The Court held that this testimony did not constitute clear and convincing evidence that Kenneth T. had “ ‘serious difficulty in controlling’ his sexual misconduct within the meaning of [Mental Hygiene Law] section 10.03 (i).” (Id. at 187.) Specifically the Court held that it was not permissible to find a lack of self-control from the “facts of a sex offense alone”:
“Undoubtedly, sex offenders in general are not notable for their self-control. They are also, in general, not highly risk-averse. But beyond these truisms, it is rarely if ever possible to say, from the facts of a sex offense alone, whether the offender had great difficulty in controlling his urges or simply decided to gratify them, though he knew he was running a significant risk of arrest and imprisonment.” (Id. at 188.)
. Dr. Field did testify that there might be a higher risk of sex offending in general for someone with psychopathy, but that this was also the case for antisocial personality disorder:
“Dr. Field: The research that I looked at shows that anybody with antisocial personality disorder . . . equates to a higher risk of sex offending, and that psychopathy is an even higher risk of sex offending, but antisocial personality disorder does, by itself increase the risk for sex offending.

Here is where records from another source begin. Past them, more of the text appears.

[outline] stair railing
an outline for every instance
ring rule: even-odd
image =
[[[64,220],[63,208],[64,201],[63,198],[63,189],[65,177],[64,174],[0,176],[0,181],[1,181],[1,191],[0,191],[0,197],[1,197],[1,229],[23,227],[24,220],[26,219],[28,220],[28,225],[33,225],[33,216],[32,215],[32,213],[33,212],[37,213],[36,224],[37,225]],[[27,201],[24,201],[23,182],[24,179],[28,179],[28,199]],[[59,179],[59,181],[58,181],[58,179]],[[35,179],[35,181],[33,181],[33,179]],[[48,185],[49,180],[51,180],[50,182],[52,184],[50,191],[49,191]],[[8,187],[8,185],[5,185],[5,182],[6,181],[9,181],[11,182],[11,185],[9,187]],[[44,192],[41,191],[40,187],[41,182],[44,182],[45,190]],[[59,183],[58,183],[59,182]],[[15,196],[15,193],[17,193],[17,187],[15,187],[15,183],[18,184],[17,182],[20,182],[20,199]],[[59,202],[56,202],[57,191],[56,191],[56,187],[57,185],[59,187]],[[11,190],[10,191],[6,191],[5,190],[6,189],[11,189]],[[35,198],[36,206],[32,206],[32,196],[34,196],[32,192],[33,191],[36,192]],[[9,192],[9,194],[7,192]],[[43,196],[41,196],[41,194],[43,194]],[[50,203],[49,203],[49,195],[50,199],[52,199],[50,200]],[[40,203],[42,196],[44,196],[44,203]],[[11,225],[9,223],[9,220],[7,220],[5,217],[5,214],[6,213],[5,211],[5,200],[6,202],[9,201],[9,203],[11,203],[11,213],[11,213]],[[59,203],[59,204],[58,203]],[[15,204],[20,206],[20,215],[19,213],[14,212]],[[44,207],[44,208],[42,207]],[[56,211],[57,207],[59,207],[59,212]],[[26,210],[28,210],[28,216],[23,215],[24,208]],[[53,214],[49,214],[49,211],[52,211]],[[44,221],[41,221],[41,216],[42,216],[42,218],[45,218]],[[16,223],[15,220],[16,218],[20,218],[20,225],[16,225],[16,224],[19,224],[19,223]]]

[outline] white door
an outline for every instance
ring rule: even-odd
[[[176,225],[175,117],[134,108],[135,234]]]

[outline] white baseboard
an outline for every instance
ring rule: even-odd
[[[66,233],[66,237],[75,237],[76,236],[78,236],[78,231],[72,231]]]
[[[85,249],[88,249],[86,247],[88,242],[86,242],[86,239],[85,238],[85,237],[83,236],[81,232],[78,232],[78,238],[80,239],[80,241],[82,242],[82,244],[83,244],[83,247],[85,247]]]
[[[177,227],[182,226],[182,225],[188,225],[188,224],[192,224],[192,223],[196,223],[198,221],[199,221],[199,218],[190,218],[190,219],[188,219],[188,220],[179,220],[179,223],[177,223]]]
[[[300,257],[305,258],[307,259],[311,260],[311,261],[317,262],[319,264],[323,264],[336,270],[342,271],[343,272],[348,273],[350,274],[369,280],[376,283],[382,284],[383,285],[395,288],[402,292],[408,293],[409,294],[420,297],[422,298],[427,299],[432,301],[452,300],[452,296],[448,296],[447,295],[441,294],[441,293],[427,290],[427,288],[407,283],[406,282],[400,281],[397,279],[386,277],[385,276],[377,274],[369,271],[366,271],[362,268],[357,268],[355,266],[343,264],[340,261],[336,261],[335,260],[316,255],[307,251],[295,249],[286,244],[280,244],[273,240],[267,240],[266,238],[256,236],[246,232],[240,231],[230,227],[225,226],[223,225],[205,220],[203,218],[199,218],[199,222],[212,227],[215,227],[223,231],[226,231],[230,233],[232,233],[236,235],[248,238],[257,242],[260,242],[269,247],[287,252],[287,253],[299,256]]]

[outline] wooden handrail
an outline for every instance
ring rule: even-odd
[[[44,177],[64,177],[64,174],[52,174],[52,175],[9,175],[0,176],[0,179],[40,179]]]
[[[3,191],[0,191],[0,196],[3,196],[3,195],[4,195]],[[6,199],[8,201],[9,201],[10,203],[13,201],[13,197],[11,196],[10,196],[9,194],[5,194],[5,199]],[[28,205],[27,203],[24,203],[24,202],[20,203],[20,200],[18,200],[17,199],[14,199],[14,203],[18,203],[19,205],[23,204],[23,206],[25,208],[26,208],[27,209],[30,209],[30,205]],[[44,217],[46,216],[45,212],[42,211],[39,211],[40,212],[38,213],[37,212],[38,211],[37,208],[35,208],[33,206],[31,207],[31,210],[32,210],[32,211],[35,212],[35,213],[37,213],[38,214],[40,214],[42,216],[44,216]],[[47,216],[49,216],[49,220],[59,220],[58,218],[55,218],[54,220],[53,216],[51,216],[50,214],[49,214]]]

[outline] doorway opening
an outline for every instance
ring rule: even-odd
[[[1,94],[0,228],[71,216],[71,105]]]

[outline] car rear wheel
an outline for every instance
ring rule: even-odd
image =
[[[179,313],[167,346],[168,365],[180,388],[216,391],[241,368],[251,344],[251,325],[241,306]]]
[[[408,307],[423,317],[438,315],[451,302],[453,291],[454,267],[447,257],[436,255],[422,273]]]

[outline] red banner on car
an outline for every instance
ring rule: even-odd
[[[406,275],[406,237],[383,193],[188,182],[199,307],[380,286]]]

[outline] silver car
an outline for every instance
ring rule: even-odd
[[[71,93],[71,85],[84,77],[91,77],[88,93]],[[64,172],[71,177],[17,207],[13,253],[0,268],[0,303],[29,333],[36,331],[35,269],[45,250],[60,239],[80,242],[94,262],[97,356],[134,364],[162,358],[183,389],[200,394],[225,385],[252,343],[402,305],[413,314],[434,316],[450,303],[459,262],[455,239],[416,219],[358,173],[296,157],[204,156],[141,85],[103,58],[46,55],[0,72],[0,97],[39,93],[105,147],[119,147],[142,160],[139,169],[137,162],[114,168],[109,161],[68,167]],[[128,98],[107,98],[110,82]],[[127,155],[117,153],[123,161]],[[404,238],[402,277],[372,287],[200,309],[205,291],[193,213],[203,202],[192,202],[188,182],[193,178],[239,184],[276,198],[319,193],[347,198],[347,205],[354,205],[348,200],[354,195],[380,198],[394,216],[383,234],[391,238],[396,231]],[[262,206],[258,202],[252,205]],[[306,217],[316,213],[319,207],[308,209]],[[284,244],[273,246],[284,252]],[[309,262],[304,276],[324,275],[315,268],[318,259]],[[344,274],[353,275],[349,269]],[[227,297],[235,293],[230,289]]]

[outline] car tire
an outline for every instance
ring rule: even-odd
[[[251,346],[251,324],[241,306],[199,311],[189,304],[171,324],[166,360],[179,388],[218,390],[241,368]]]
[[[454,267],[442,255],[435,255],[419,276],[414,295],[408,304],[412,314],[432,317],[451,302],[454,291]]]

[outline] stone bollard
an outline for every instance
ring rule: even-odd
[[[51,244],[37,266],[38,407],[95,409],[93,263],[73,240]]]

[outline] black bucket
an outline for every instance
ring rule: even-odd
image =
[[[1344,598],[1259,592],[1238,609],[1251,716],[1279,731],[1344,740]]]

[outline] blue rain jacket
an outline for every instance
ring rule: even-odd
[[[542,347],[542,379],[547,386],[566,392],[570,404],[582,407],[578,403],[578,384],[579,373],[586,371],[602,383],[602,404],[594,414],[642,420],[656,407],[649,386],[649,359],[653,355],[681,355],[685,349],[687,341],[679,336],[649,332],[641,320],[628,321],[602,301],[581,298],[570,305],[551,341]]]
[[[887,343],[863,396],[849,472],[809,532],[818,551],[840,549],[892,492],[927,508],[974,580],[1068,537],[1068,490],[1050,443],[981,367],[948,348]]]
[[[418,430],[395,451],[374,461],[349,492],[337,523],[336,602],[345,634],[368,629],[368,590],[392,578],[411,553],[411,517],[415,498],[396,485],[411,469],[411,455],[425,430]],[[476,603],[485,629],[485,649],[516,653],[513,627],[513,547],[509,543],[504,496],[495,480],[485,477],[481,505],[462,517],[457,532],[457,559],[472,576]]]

“The Court: So it’s similar to psychopathy in that. . . somebody who is a sex offender [and] has antisocial personality disorder, in your view would be more likely to sexually re-offend, more than someone who doesn’t have—
“Dr. Field: Right, the difference being that psychopathy is even higher.”
. Indeed, as noted in n 5, above, the Court of Appeals apparently believed that Donald DD. had a diagnosis of psychopathy. I agree with petitioner that the Court of Appeals did not actually decide the issue in Donald DD. — and that Donald DD. in fact probably did not have a diagnosis of psychopathy, but only ASPD “with psychopathic traits” — scoring just under the 30 points necessary for a full diagnosis of psychopathy. I think it unlikely, however, that the Court of Appeals intended that the difference between someone having a “mental abnormality” or not should depend on whether a psychologist scores an offender as a “29” or “30” on the PCL-R. Here, for example, respondent received a score of two points for “criminal versatility” (diversity of criminal behavior) on one exam. Had the examiner determined that he specialized solely in sex crimes, he would have received a lower score.